Bishop didn’t disagree with Mott but he explained there was no keyboard here to use to crack into Shawn. Besides, with only a few minutes to go until the assault there was no time to crunch passcodes and try to take control of the machine.
“I’m going to shut it down,” he said. “Hold on.”
But the detective could find no obvious way to do that. He searched again for a power switch and couldn’t locate one. He looked for an access panel that would let him get to the power cables under the thick wooden floor but there was none.
He looked at his watch.
Three minutes until the assault. No time to go outside again and look for power company transformer boxes.
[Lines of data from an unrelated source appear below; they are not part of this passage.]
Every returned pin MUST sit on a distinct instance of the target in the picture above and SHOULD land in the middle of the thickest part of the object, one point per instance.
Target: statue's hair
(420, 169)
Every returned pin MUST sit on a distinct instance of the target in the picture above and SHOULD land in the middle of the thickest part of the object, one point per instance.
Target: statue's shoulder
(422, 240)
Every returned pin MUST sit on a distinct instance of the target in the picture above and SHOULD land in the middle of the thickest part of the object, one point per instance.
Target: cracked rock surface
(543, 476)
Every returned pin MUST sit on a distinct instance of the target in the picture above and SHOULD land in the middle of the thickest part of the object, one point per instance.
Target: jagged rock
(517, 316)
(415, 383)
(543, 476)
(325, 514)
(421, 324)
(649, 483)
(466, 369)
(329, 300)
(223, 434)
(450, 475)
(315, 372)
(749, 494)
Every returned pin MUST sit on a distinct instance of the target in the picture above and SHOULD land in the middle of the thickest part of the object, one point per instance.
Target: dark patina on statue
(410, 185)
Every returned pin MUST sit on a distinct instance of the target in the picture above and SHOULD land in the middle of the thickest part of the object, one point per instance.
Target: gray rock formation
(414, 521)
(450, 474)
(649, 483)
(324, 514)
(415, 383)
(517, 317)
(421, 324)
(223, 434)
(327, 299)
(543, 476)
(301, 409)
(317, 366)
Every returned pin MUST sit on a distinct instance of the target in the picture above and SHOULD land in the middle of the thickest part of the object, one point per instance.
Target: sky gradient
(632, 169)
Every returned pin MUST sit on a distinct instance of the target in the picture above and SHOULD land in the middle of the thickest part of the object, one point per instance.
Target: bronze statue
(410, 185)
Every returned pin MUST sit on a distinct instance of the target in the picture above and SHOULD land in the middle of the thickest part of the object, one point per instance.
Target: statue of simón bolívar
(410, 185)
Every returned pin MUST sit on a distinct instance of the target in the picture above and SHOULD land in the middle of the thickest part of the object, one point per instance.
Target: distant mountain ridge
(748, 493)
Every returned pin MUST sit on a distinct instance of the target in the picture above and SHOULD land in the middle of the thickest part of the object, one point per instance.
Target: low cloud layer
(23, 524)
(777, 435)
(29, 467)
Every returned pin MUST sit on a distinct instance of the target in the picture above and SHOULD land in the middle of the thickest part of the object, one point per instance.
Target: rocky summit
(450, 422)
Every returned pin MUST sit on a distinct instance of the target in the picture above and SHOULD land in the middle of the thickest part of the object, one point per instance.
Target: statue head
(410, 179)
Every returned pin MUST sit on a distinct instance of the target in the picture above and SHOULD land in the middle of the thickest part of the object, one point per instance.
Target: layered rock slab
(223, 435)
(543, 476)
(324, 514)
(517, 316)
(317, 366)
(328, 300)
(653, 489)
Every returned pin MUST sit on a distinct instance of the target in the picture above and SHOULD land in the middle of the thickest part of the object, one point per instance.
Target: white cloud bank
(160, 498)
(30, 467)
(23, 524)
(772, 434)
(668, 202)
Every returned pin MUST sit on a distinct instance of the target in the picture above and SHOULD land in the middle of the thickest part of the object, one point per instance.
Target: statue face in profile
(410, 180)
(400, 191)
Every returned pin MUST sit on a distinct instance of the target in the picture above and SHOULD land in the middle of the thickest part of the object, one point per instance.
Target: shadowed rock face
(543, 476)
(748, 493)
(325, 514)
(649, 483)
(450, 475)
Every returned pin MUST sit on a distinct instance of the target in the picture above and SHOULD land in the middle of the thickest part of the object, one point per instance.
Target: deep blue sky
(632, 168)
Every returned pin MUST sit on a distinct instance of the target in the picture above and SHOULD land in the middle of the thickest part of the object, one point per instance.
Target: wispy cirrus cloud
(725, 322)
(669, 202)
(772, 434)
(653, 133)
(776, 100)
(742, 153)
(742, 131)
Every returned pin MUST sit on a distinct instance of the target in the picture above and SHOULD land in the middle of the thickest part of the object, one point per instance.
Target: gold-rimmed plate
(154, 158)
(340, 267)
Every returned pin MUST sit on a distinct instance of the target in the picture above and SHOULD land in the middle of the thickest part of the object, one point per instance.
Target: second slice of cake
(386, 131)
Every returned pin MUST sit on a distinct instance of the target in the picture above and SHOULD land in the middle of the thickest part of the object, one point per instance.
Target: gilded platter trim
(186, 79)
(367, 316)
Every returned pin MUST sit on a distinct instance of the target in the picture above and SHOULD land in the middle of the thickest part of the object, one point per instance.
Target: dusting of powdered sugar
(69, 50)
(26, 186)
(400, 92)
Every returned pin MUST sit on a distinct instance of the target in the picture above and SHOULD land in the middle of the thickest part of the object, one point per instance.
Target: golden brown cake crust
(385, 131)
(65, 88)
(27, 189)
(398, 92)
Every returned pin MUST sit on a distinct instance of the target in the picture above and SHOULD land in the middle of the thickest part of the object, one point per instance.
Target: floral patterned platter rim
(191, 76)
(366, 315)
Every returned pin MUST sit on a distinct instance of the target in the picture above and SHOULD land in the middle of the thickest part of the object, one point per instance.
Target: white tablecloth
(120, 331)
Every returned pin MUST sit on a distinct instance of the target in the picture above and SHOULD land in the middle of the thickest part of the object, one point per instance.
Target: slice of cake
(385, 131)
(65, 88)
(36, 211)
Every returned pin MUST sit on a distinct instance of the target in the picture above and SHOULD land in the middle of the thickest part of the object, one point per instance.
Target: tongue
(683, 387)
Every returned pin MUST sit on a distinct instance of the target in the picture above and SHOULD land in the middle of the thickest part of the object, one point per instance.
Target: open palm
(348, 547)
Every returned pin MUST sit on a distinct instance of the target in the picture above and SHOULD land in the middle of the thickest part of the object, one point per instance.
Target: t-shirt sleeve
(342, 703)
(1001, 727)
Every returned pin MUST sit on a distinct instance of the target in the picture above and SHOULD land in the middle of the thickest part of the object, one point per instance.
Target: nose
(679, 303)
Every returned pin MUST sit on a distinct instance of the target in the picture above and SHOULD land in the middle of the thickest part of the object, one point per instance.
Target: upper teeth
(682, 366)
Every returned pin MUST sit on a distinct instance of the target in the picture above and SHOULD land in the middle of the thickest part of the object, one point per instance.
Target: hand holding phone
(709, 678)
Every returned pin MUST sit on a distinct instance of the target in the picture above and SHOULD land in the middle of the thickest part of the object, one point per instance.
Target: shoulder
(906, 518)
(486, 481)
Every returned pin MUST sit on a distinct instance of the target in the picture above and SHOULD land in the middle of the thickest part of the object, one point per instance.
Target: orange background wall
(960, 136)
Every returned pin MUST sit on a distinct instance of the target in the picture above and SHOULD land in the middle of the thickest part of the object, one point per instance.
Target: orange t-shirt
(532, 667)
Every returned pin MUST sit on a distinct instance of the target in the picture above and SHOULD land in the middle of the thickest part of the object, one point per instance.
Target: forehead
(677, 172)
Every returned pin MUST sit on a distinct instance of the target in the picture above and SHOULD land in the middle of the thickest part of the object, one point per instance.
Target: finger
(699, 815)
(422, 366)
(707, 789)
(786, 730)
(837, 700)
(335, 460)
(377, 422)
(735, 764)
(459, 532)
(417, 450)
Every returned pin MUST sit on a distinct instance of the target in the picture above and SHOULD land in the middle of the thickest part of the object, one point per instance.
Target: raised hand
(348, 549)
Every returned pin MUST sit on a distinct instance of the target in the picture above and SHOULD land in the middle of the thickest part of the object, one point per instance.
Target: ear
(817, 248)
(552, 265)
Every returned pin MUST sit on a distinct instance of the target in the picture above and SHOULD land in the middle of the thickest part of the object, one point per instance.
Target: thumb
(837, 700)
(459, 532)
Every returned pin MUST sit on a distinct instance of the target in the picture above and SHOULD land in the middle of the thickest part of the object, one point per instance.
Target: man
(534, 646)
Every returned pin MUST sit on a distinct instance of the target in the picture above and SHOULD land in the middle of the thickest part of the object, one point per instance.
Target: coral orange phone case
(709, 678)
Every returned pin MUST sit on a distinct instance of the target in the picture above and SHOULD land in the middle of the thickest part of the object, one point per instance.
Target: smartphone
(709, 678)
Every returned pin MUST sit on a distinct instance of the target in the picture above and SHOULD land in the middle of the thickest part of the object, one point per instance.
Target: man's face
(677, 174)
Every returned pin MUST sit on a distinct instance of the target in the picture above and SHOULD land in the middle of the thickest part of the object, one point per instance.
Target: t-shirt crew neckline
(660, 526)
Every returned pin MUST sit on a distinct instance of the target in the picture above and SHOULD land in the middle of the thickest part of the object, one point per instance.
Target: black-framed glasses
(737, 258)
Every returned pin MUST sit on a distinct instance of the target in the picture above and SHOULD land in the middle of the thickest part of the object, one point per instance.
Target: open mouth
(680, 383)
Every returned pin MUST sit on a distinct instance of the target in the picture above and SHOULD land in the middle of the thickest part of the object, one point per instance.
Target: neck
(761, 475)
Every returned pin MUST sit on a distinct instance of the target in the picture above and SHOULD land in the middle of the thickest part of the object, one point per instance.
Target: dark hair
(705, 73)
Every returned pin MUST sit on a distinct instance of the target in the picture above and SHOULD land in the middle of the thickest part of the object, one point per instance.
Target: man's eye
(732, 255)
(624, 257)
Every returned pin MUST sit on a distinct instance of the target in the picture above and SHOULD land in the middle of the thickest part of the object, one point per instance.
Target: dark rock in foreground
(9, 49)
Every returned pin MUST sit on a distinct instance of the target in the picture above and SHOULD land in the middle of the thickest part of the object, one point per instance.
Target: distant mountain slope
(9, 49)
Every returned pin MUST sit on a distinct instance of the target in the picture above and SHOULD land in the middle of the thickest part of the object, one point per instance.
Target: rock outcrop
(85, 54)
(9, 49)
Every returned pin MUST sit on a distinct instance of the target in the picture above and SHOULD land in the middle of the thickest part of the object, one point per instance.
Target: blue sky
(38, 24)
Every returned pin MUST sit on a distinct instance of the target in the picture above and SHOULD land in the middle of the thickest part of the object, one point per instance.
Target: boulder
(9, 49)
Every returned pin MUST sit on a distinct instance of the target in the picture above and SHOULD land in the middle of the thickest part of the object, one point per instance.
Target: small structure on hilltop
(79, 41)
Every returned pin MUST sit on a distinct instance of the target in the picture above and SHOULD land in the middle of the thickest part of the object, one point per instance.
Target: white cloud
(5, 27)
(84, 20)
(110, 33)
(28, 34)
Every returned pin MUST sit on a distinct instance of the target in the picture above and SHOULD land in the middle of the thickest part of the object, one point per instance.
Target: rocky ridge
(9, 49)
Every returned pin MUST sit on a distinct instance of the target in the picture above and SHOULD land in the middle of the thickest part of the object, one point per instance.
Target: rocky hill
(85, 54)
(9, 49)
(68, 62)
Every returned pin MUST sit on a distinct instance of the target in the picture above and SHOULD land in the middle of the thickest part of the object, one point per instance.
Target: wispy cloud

And so, just as he’d done six months ago in an alley in Oakland when Tremain Winters lifted a Remington twelve-gauge to his shoulder and aimed it at Bishop and two city cops, the detective calmly drew his service weapon and fired three well-grouped bullets into his adversary’s torso.
But unlike the slugs that sent the gang leader to his death these copper-jacketed rounds flattened into tiny pancakes and bounced to the floor; Shawn’s skin was hardly dented.
Bishop walked closer, stood at an angle to avoid ricochets and emptied the clip at the indicator lights. One green light shattered but st
eam continued to pour from the vents into the cold air.
Bishop grabbed his cell phone and shouted to Mott, “I just emptied a clip at the machine. Is it still online?”
He had to cram the phone against his ear, half-deafened from the gunshots, to hear the young cop at CCU tell him that Shawn was still operational.
Damn . . .
He reloaded and poked the gun into one of the back vents and emptied this clip as well. This time a ricochet—a bit of hot lead—struck the back of his hand and left a ragged stigma in his skin. He wiped the blood on his slacks and grabbed the phone again.
“Sorry, Frank,” Mott replied hopelessly. “It’s still up and running.”
The cop looked in frustration at the box. Well, if you’re going to play God and create new life, he thought bitterly, you might as well make it invulnerable.
Sixty seconds.
Bishop was riddled with frustration. He thought of Wyatt Gillette, somebody whose only crime was stumbling slightly as he’d tried to escape an empty childhood. So many of the kids Bishop had collared—kids in the East Bay, in the Haight—were remorseless killers and were now walking around free. And Wyatt Gillette had simply followed the fairly harmless path down which God and the young man’s own brilliance had jointly directed him and, as a result, he and the woman he loved, and her family, were going to suffer terribly.
No time left. Shawn would be sending the confirmation signal at any moment.
Was there anything he could do to stop Shawn?
Maybe burn the damn thing? Start a fire next to the vents? He ran to the desk and threw the contents of the drawers onto the floor, looking for matches or a cigarette lighter.
Nothing.
Then something clicked in his mind.
What?
He couldn’t remember exactly, a thought from what seemed like ages ago—something Gillette had said when he’d walked into CCU for the first time.